Volviendo al caso del hombre que mató a su abuelo.

El caso es real. Fue resuelto por la Corte de Apelaciones del Estado de Nueva York a finales del Siglo XIX  [Riggs V. Palmer (1889)]. El hombre fue despojado de la herencia y condenado a pagar por su crimen. Los jueces de ese estado sostuvieron que si bien ninguna regla resultaba aplicable a su caso, había un principio que no podían pasar desapercibido: nadie se puede beneficiar de su propio delito. Pero ese principio no estaba contenido en ninguna norma, tampoco en ninguna decisión judicial previa. No importaba. Los jueces sostuvieron que emanaba de la práctica de ese Estado. El derecho de Nueva York, afirmaron, se entiende mejor con una norma como esa que sin ella.

Ronald Dworkin murió hace exactamente un año en Inglaterra. Su legado es enorme. Muchas de las cosas que decimos acerca de qué es y cómo funciona el derecho se las debemos a él. Algunas de sus ideas han envejecido con el tiempo, pero lo que es innegable es que su impulso y potencia crítica han permitido avanzar al derecho de una forma impresionante.

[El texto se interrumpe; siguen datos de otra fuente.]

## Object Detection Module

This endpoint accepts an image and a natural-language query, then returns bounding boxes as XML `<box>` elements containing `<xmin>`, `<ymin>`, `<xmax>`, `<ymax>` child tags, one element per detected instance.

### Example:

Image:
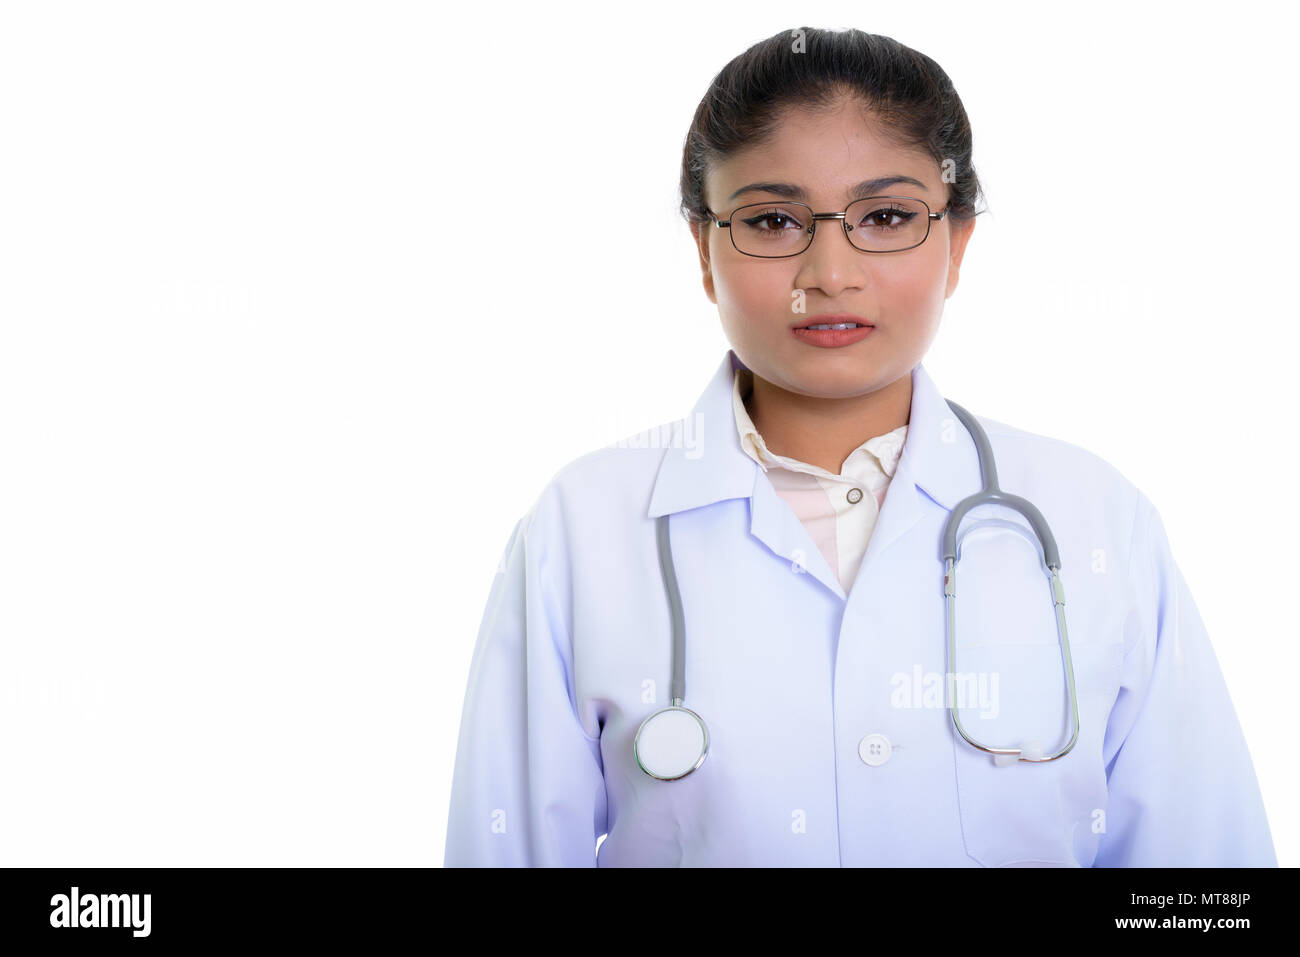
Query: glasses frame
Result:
<box><xmin>705</xmin><ymin>195</ymin><xmax>950</xmax><ymax>258</ymax></box>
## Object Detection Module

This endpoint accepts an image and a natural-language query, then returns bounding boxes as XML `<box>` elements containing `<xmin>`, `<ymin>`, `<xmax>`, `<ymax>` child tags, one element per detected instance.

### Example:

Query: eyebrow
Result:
<box><xmin>726</xmin><ymin>175</ymin><xmax>930</xmax><ymax>204</ymax></box>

En su ensayo sobre el post script de Hart publicado en Justice in Robes, Dworkin (nos) decía:

“[…] en ocasiones como estas es difícil resistirse a hablar directamente a los jóvenes juristas que todavía no se han unido a una armada doctrinal. Por eso termino con este llamamiento a aquellos de vosotros que pensáis dedicaros a la filosofía del derecho. Cuando lo hagáis, aceptad las cargas legítimas de la filosofía y abandonad la tapadera de la neutralidad. Hablad por la señora Sorensen y por todos aquellos cuyo destino depende de juicios novedosos acerca de qué es lo que el derecho ya es. O si no podéis hablar por ellos, al menos dirigiros a ellos y explicad por qué no tienen derecho a lo que reclaman. Hablad a los abogados y jueces que deben estar preocupados por qué hacer con la nueva ley de Derechos Humanos. No les digáis a los jueces que deberían ejercer su discreción como les parezca mejor. Quieren saber cómo entender esa ley en tanto derecho, cómo decidir y desde qué antecedentes y de qué forma la libertad y la igualdad se han convertido ahora no sólo en ideales políticos sino en derechos jurídicos. Si los ayudáis, si habláis al mundo de esta forma, seréis más fieles a la genialidad y pasión de Herbert Hart que si seguís sus restringidas ideas sobre el carácter y límites de la filosofía jurídica analítica. Os advierto, sin embargo, que si seguís ese camino estáis en grave peligro de ser, digamos, interesantes” [1].

Vale la pena ser interesantes.

[1] DWORKIN, Ronald. La justicia con toga. Madrid, Marcial Pons, 2007, pp. 204.